Saturday, December 15, 2007

Looking ahead to the future at Fairview

The Port Corporation has a four year timeline to have Phase Two of the Fairview Container Port up and operating, a timeline that is a little longer than they first anticipated owing to the fact that they will have to expand the facilities while the port is in active operation.

Don Krusel, the president and CEO outlined some of the factors involved in the development of Phase Two, including the current slowdown of goods moved through West Coast ports. Which Krusel said showed signs of slowing in the third quarter of 2007.

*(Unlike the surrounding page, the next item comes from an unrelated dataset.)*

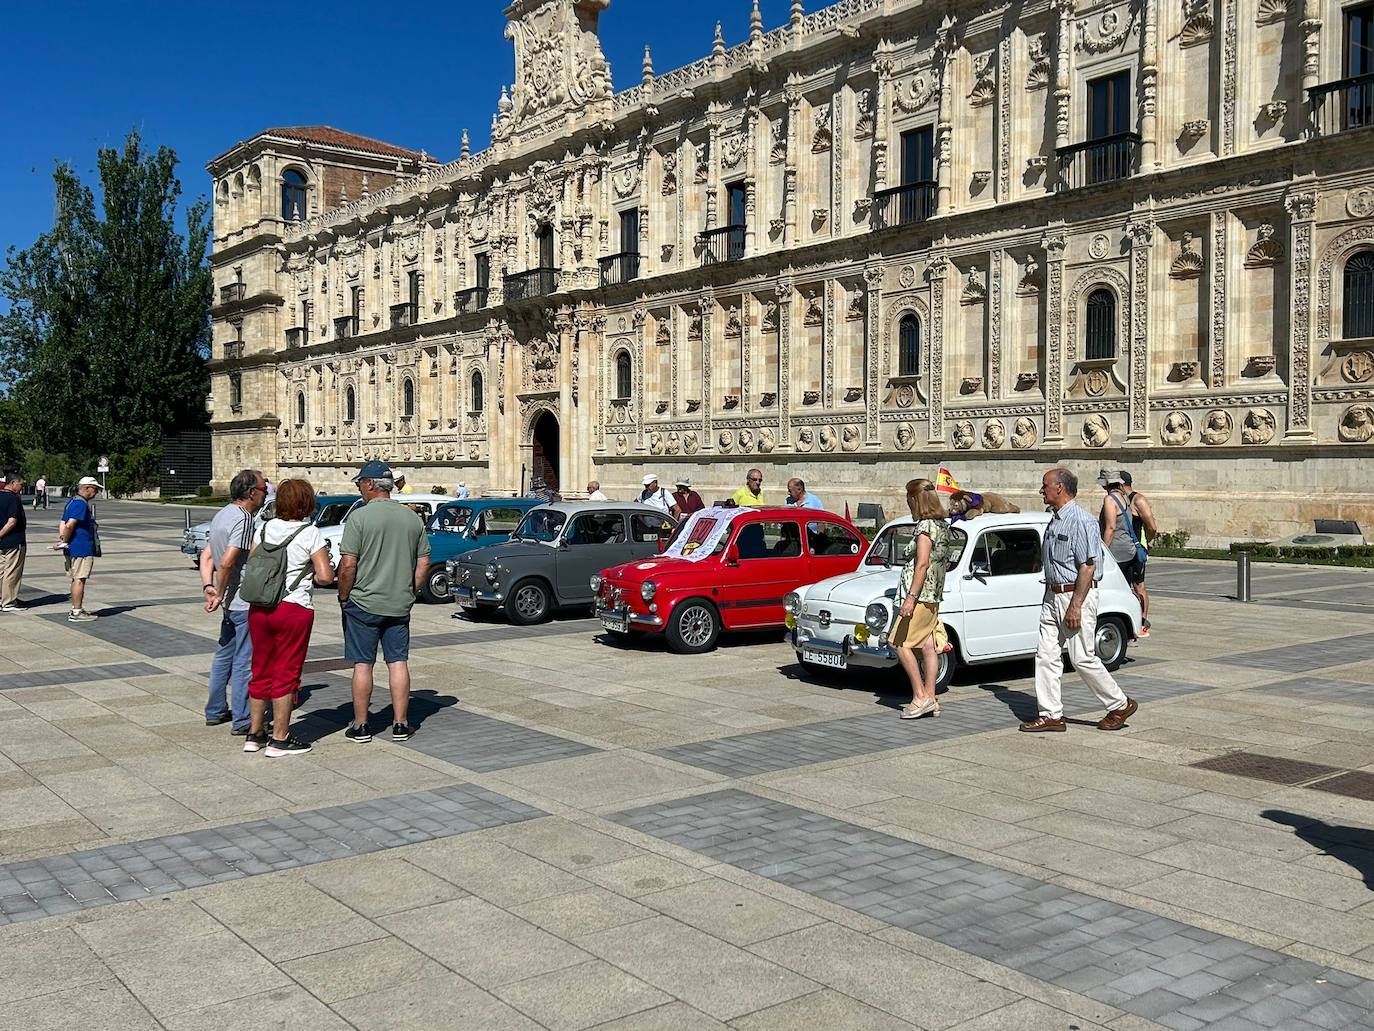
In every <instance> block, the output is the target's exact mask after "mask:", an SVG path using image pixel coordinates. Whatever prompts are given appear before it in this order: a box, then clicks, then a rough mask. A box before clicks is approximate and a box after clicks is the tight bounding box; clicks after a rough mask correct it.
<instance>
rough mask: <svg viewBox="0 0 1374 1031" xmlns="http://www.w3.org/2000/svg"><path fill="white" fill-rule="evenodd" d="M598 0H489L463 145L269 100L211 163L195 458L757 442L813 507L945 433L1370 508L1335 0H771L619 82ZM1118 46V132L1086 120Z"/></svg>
mask: <svg viewBox="0 0 1374 1031" xmlns="http://www.w3.org/2000/svg"><path fill="white" fill-rule="evenodd" d="M607 5H609V0H517V1H515V3H514V4H513V5H511V7H510V8H508V11H507V16H508V30H507V36H508V38H511V41H513V44H514V48H515V59H517V76H515V82H514V84H513V85H511V87H507V88H503V89H502V91H500V98H499V100H497V111H496V115H495V117H493V122H492V143H491V147H489V148H486V150H484V151H481V153H475V154H473V153H469V151H467V144H466V133H464V143H463V147H462V151H460V157H459V158H458V159H455V161H452V162H449V164H442V165H441V164H437V162H434V161H431V159H429V158H427V157H426V155H425V154H423V153H412V151H404V150H400V148H396V147H387V146H386V144H379V143H376V142H372V140H363V139H361V137H352V136H348V135H346V133H337V135H335V136H328V133H333V132H334V131H327V132H323V133H322V132H320V131H269V132H267V133H262V135H260V136H257V137H254V139H253V140H249V142H247V143H243V144H239V146H236V147H235V148H234V150H231V151H228V153H227V154H224V155H223V157H220V158H216V159H214V161H213V162H210V166H209V168H210V172H212V175H213V176H214V179H216V212H214V230H216V241H214V267H216V276H217V287H220V301H221V302H220V304H218V305H217V307H216V309H214V320H216V324H214V352H216V353H214V378H213V397H212V410H213V425H214V430H216V477H217V480H218V481H225V480H227V478H228V477H229V476H231V474H232V472H234V469H235V467H238V466H240V465H260V466H261V467H264V469H265V470H269V472H271V474H273V476H278V477H283V476H290V474H305V476H308V477H311V478H312V480H313V481H315V483H316V484H319V485H326V487H328V485H341V484H342V483H343V481H346V477H348V474H349V470H352V469H353V467H354V466H356V465H357V463H359V462H361V461H364V459H365V458H371V456H385V458H387V459H390V461H392V462H393V463H396V465H398V466H404V467H407V469H408V470H411V481H412V483H414V484H416V485H425V487H429V485H430V484H448V485H451V484H452V483H453V481H455V480H466V483H467V484H469V485H470V487H475V488H478V489H485V491H489V492H515V491H518V489H519V488H521V487H522V484H528V483H529V478H530V476H532V474H536V473H539V474H544V476H545V478H547V477H548V476H555V477H556V478H558V481H559V484H561V487H562V489H563V492H565V495H567V496H577V494H578V491H580V489H581V488H583V487H584V485H585V483H587V481H588V480H589V478H598V480H600V481H602V484H603V487H605V488H606V489H613V488H614V489H618V492H620V495H622V496H624V495H628V494H629V491H631V489H632V487H633V485H635V484H638V481H639V477H640V474H642V472H643V470H644V467H651V469H653V470H654V472H655V473H658V474H660V478H661V480H662V481H665V483H666V481H668V480H669V478H672V474H673V473H676V472H679V470H687V472H690V474H691V476H692V477H694V480H695V483H697V484H698V485H699V487H703V488H705V491H703V492H705V494H708V495H710V496H724V495H725V494H727V492H730V491H732V489H734V487H735V485H738V484H739V483H741V481H742V474H743V470H745V469H747V467H749V466H750V465H758V466H761V467H763V469H764V470H765V480H767V483H768V484H771V485H772V488H774V491H775V492H776V494H778V496H779V498H780V481H782V480H783V478H786V476H789V474H800V476H802V477H804V478H805V480H807V481H808V484H809V485H812V487H815V488H816V492H818V494H820V495H822V498H824V499H826V502H827V503H830V505H833V506H835V507H841V506H842V505H844V502H846V500H848V502H851V503H855V502H859V500H882V502H888V503H890V499H892V498H893V496H894V495H893V492H894V489H896V487H897V485H899V484H901V483H904V481H905V480H907V478H908V477H910V476H911V474H912V473H914V472H915V470H916V469H919V467H923V466H933V465H938V463H941V462H944V463H945V465H951V466H952V467H954V469H955V472H956V474H958V476H959V478H960V480H966V481H970V483H973V484H974V485H978V487H984V488H989V489H998V491H1004V492H1007V494H1010V495H1013V496H1017V498H1021V499H1022V500H1025V502H1032V500H1033V488H1035V485H1036V483H1037V477H1036V473H1035V469H1036V467H1037V466H1043V465H1047V463H1051V462H1061V461H1062V462H1066V463H1069V465H1070V466H1076V467H1079V472H1080V473H1084V474H1095V472H1096V467H1098V466H1102V465H1124V466H1128V467H1131V469H1132V470H1134V472H1135V474H1136V483H1138V485H1140V487H1142V488H1143V489H1146V491H1149V492H1150V494H1151V496H1153V498H1156V499H1157V500H1156V507H1157V509H1162V513H1164V521H1165V524H1167V525H1169V526H1182V528H1187V529H1190V531H1193V532H1194V535H1195V536H1198V537H1204V539H1227V537H1238V536H1249V535H1270V533H1278V532H1289V531H1292V529H1300V528H1304V526H1307V525H1309V520H1311V518H1314V517H1325V515H1331V517H1347V518H1359V520H1362V521H1363V522H1364V524H1366V525H1367V526H1374V494H1371V491H1374V485H1371V483H1370V477H1367V476H1360V474H1359V472H1358V470H1359V469H1360V466H1362V463H1363V465H1364V466H1366V467H1367V462H1369V459H1370V458H1371V456H1374V445H1371V443H1370V436H1371V434H1370V432H1369V429H1367V428H1369V425H1370V419H1369V418H1367V417H1369V412H1370V411H1371V410H1374V408H1371V404H1374V340H1370V338H1353V337H1349V335H1347V334H1345V331H1344V322H1342V319H1344V316H1342V301H1344V297H1342V269H1344V267H1345V263H1347V261H1348V260H1349V258H1351V257H1352V256H1353V254H1358V253H1360V252H1363V250H1367V249H1370V247H1374V159H1371V157H1370V155H1371V154H1374V146H1371V144H1374V129H1371V128H1351V129H1348V131H1340V129H1341V126H1337V129H1333V128H1331V126H1330V125H1323V124H1322V104H1320V103H1318V102H1312V103H1309V99H1308V98H1309V96H1311V95H1309V93H1308V91H1309V89H1316V95H1320V91H1322V84H1323V82H1331V81H1336V80H1340V78H1341V77H1342V67H1341V45H1342V44H1341V38H1342V36H1341V32H1342V22H1341V18H1342V14H1341V4H1340V3H1337V0H1290V3H1289V4H1287V5H1286V7H1285V5H1282V4H1261V5H1260V7H1263V11H1261V12H1260V14H1259V15H1257V14H1256V11H1254V7H1253V5H1252V4H1243V3H1238V0H1189V1H1186V3H1162V4H1157V3H1149V0H1134V1H1132V3H1125V1H1121V3H1117V1H1113V0H1094V3H1087V4H1085V3H1081V0H1080V3H1077V4H1074V3H1070V1H1069V0H1026V1H1025V3H1018V4H1014V5H1011V7H1009V5H1007V4H1002V3H991V4H989V3H977V4H976V3H955V4H952V5H951V4H944V3H934V0H844V1H842V3H837V4H833V5H830V7H824V8H822V10H819V11H815V12H812V14H805V12H804V11H802V5H801V4H800V3H794V4H793V11H791V18H790V21H789V22H787V23H786V25H783V26H780V27H778V29H774V30H771V32H764V26H763V23H761V21H760V19H758V18H757V15H756V18H754V19H753V26H752V32H750V36H749V38H747V40H745V41H742V43H739V44H736V45H732V47H727V45H725V44H724V41H723V40H720V38H717V40H716V44H714V45H713V48H712V51H710V54H709V55H708V56H705V58H702V59H701V60H698V62H695V63H692V65H688V66H687V67H683V69H677V70H675V71H669V73H666V74H661V76H660V74H654V71H653V66H651V62H650V58H649V55H647V52H646V58H644V66H643V76H642V81H640V84H639V85H635V87H633V88H629V89H624V91H621V92H613V91H611V87H610V69H609V66H607V63H606V59H605V56H603V54H602V51H600V45H599V43H598V36H596V29H598V21H599V18H600V16H602V15H603V12H605V11H606V8H607ZM951 11H952V12H951ZM1009 11H1014V16H1009ZM606 16H613V15H610V14H607V15H606ZM1209 54H1210V59H1208V55H1209ZM1242 54H1243V56H1245V59H1243V60H1241V55H1242ZM1113 74H1124V76H1125V82H1127V84H1128V87H1129V89H1128V92H1129V96H1131V98H1132V104H1134V106H1132V110H1131V118H1129V131H1128V132H1125V133H1121V135H1118V136H1113V137H1110V139H1107V140H1106V142H1103V140H1085V139H1084V136H1085V129H1087V125H1088V115H1087V107H1088V103H1090V100H1088V98H1090V93H1091V91H1092V88H1094V87H1092V85H1091V84H1092V82H1094V81H1096V80H1102V78H1103V77H1107V76H1113ZM1164 84H1167V87H1168V88H1161V85H1164ZM1309 113H1311V114H1309ZM923 131H927V132H929V140H930V144H929V148H930V168H929V172H926V173H922V176H921V181H918V183H903V181H901V170H903V168H904V161H903V158H901V154H903V150H904V147H911V146H915V143H914V142H915V140H918V139H919V136H918V135H919V133H921V132H923ZM908 133H918V135H908ZM287 170H295V172H297V173H300V175H301V176H302V177H304V181H305V186H304V191H305V194H304V195H305V198H306V205H305V206H304V208H297V209H287V208H286V205H284V198H283V203H282V205H280V206H279V205H278V203H276V198H278V194H279V192H282V179H283V175H284V173H286V172H287ZM295 216H298V217H295ZM741 220H742V224H741ZM239 283H242V286H236V285H239ZM227 287H228V290H225V289H227ZM1107 302H1109V304H1110V316H1106V318H1103V315H1102V312H1103V311H1107V309H1106V308H1101V307H1099V308H1095V309H1094V312H1096V313H1094V312H1090V308H1088V305H1103V304H1107ZM904 315H911V316H912V318H915V319H916V320H918V323H919V351H918V352H916V355H915V356H914V360H915V374H914V375H912V374H911V368H903V367H901V362H903V351H901V346H900V345H899V340H897V334H899V324H900V323H901V320H903V316H904ZM1094 333H1096V334H1099V338H1096V340H1092V338H1090V335H1091V334H1094ZM1103 333H1105V334H1106V337H1102V334H1103ZM1009 437H1010V447H1007V445H1006V443H1007V440H1009ZM955 450H958V452H959V454H958V456H956V458H955V456H954V455H951V454H949V452H951V451H955ZM1088 483H1091V480H1088ZM1087 500H1090V503H1095V499H1092V498H1091V496H1090V498H1088V499H1087Z"/></svg>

That is a situation that in part is due to a slowing American economy, which some expect will be in a recessionary phase in the new year. Since the movement of many of the goods through Prince Rupert has a destination of Mid America, that could very well result in a change of the timeline of development. How a lengthy slowdown of the American economy and the subsequent decline in imports might impact on the future plans of development is one of the unknowns at this time.

There was much to discover from Friday's front page story in the Daily News, where the blueprint for future expansion was outlined.

Construction will have to take place without impacting existing operations
By Leanne Ritchie
The Daily News
Friday, December 14, 2007
Pages one and three

With Phase One of the Fairview Container Terminal in operation, the Port of Prince Rupert has a four-year timeline for the construction of Phase Two of the development.

Phase Two is currently scheduled to open in 2012.

Don Krusel, president and CEO of the Prince Rupert Port Authority, said the port extended the timeline in 2007 in order to realistically accommodate the construction that will need to take place around the operational Phase One terminal.

“The construction timeline is going to take longer. We originally anticipated the construction would be on a two-year time frame, but it’s going to be three years,” said Krusel. “One reason it is going to take longer is because we will be building around an operating terminal. They have to factor in coordination with existing operation.”

For example dynamite blasting will only be able to take place during certain windows, when the Phase One operation is not in use.

The port is hoping to have construction on Phase Two underway during 2008 and still considers its timeline to be “quite aggressive”.

However, they recognize it is not as fast as some would like.

“If we go back and look at the most recent projections and goals that have been established by the Pacific Gateway initiative, we recognize that it is not fast enough in the sense that traffic is expected to build a lot faster and we would like to build faster,” said Krusel.

Having said that, in the third quarter of 2007, there has been a slowdown in the growth level of container traffic on the West Coast of North America.

“The real question in the industry right now is “is this a short-term pause while the market catches its breath or is this thing more long-term.” That will really depend on the U. S. economy and what happens there,” said Krusel.

“If this is a short term pause… then there is not two ways about it, it would be far better for us to have it built sooner rather than 2012. However, if it’s a long term trend, things may be more matched to demand.”

Phase One of the Fairview Container Terminal opened this October. It is located on a former break bulk facility. Operated by Maher Terminals, the facility has the capacity to handle up to 500,000 TEU’s (container units) per year.

Phase Two, which will see the ship berth, yard and rail facility extended away from the city, will see an additional 1.5 million TEU capacity added.

The port submitted its project description for its environmental assessment to the federal government in may of this year and they hope to have that process complete in 2008.

“Mainly because of all the permitting and regulator work that has to be done- the environmental review process and the coordination of a multitude of different agencies- we are recognizing as we go down that road, things will take longer than anticipated,” said Krusel.

Two weeks ago, the port meet with many regulatory agencies involved and toured the site.

Krusel said he believes everyone involved in the assessment is aware of the project’s importance not only at the national level, but to the international shipping community.

“I think everybody sense the need to move forward.”